Sign in to follow this  
RegularKid

glPushMatrix performance

Recommended Posts

Hi! I have a bunch of 2d objects to draw....say a bunch of circles and a bunch of rectangles. Currently each shape is it's own class. I blow through the list of all my shapes and call "draw()" on each one. The draw does something like this:
glPushMatrix();
glTranslatef( x, y );
glScalef( xScale, yScale );
glRotatef( rot, 0.0f, 0.0f, 1.0f );

// Draw all the verts in my shape using local coordinates about the origin
// Draw all my child shapes too!

glPopMatrix();

The reason for the push / pop transformations is that all of my shapes live under a parent that has it's own translation / scale / rotation....which lives under yet another parent with it's own transformation info ( just a tree of parent -> child relationships ). So, this was the easiest way to get things to render properly. I'm wondering though if it might be more efficient to get rid of the pushing and popping for the transformation and simply calculate each shape vertex position based on the parents transformation ( and of course it's parents transformation ). So, basically doing the math for each vertex rather than using push / pop and specifying my vertices using local coordinates. Which way would give better performance? Thanks!

Share this post


Link to post
Share on other sites
Yes, the push, pop, translate, scale, and rotate commands are performance killers. Calculate and keep track of the matrices in your program. Call glLoadMatrixf() to change the modelview matrix just prior to rendering your shape.

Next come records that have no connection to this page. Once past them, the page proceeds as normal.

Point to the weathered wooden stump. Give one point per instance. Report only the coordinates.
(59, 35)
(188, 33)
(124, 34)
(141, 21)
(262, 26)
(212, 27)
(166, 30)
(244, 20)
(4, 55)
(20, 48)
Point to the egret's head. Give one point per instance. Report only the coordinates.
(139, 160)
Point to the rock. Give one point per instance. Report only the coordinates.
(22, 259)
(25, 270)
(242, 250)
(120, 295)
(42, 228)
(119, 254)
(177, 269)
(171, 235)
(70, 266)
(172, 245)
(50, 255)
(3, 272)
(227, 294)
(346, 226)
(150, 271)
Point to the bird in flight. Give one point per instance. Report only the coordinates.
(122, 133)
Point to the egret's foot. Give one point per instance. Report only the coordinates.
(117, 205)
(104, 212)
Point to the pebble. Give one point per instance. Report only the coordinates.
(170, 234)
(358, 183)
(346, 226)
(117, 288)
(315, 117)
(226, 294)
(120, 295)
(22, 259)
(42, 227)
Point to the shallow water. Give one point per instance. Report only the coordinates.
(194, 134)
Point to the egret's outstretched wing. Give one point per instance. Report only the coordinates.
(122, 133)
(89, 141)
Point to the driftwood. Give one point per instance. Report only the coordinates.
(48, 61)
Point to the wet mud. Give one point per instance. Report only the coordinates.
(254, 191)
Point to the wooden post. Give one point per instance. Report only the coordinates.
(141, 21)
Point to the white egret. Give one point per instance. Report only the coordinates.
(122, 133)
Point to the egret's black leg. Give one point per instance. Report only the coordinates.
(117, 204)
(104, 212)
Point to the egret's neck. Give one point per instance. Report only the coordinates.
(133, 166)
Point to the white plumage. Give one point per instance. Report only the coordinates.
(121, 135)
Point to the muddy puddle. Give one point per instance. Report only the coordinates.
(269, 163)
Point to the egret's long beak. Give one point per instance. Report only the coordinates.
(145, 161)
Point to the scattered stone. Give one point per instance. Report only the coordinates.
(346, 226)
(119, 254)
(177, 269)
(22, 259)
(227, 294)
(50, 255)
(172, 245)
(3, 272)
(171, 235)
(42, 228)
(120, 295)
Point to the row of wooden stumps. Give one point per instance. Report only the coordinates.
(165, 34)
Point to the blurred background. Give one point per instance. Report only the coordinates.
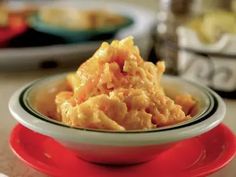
(196, 38)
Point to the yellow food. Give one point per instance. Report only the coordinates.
(117, 90)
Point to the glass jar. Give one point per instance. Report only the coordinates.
(212, 64)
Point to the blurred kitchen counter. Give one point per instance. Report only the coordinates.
(13, 167)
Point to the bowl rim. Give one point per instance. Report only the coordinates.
(209, 120)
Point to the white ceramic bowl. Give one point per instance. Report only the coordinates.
(114, 147)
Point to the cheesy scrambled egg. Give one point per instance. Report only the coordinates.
(117, 90)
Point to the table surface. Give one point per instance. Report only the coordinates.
(13, 167)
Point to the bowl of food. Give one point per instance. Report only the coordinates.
(117, 108)
(76, 25)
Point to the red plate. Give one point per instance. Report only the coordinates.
(198, 156)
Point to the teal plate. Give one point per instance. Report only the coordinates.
(74, 36)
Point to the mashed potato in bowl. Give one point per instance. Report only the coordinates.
(117, 90)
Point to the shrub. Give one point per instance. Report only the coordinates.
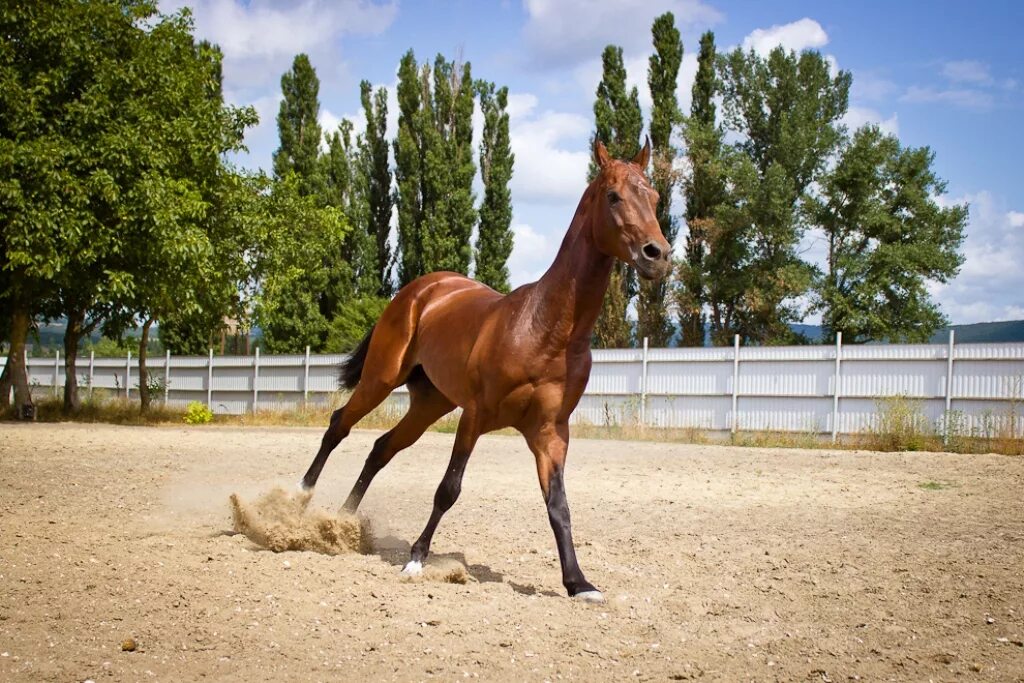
(198, 414)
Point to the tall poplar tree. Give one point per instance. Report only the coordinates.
(784, 112)
(705, 188)
(887, 239)
(494, 242)
(449, 171)
(617, 124)
(298, 127)
(377, 173)
(663, 73)
(409, 170)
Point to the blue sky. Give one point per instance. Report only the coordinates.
(946, 75)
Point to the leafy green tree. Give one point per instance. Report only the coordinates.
(354, 319)
(449, 171)
(111, 116)
(888, 238)
(705, 186)
(377, 173)
(494, 242)
(298, 127)
(784, 110)
(619, 123)
(409, 169)
(663, 74)
(296, 237)
(353, 270)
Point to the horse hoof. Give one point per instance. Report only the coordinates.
(589, 596)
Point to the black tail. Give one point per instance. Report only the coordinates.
(351, 368)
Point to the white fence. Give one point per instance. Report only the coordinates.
(832, 389)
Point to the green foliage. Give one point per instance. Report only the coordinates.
(616, 111)
(784, 112)
(198, 414)
(353, 322)
(449, 169)
(377, 178)
(413, 119)
(298, 243)
(111, 163)
(299, 128)
(888, 238)
(900, 425)
(494, 243)
(617, 123)
(353, 269)
(663, 74)
(705, 188)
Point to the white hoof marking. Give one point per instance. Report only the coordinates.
(590, 596)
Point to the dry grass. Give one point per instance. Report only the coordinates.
(900, 426)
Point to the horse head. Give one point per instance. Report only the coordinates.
(625, 224)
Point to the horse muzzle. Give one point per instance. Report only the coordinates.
(653, 261)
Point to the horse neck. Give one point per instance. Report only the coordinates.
(572, 289)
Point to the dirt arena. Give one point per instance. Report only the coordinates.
(718, 563)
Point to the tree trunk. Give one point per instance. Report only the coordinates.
(5, 386)
(143, 374)
(19, 323)
(73, 333)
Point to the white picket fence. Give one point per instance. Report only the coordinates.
(832, 389)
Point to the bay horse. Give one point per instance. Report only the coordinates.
(518, 360)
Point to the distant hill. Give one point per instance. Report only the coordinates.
(982, 333)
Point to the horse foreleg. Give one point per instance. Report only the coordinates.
(426, 406)
(550, 445)
(448, 492)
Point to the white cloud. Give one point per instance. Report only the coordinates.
(797, 36)
(968, 71)
(546, 171)
(860, 116)
(990, 281)
(969, 98)
(564, 33)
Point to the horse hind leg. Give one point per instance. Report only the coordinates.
(370, 392)
(448, 492)
(426, 406)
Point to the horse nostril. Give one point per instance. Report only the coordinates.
(651, 251)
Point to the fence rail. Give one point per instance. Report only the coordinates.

If the child shape is static relative to the parent, you should set the child's vertex positions relative to the parent as you suggested. In this case, you don't even have to call glLoadMatrixf() for the child. If everything in your tree were static relative to each other, you would only need one glLoadMatrixf() call at the root.

If a child shape is moving relative to the parent, you would likely be better off calling glLoadMatrixf() rather than recomputing the vertices of the child.

While I tell you all this, always do performance testing. That is the only way you can be sure which way is better. There are so many CPU/GPU trade-offs that what is good in one OpenGL program might be bad in another.

Share this post


Link to post
Share on other sites
Quote:
Original post by RegularKid
I'm wondering though if it might be more efficient to get rid of the pushing and popping for the transformation and simply calculate each shape vertex position based on the parents transformation ( and of course it's parents transformation ). So, basically doing the math for each vertex rather than using push / pop and specifying my vertices using local coordinates.
It will never be faster to recalculate vertices on the CPU than the GPU. Remember, the GPU has been specially developed to perform vertex transformation, and it is incredibly fast at it.

Quote:
Original post by jsderon
Yes, the push, pop, translate, scale, and rotate commands are performance killers.
Huh? While they may not be the most incredibly thought out functions in the world, and they are soon to be deprecated, they are highly unlikely to be a deciding factor in performance. Push and Pop effectively do a single memcpy each, while translate, rotate and scale each perform a few trig functions and a single matrix multiplication each. None of that is going to be a problem, unless you are calling them many thousands of times per frame.

A quick tip on optimisation: unless you can prove that a given function is a performance bottleneck (i.e. with a profiler), it isn't worth worrying about.

Share this post


Link to post
Share on other sites
Thanks, swiftcoder...

That's interesting that there are two differing views on the transformation performance. What I think I'm going to do is this:

1. Any shape that is static, pre-calculate it's vert positions at start up and store them all in a large array that I can use for glDrawArrays. That way I'm not re-doing the math ( either myself or through the push / pop logic ) each frame and can just make a single call each frame to render them.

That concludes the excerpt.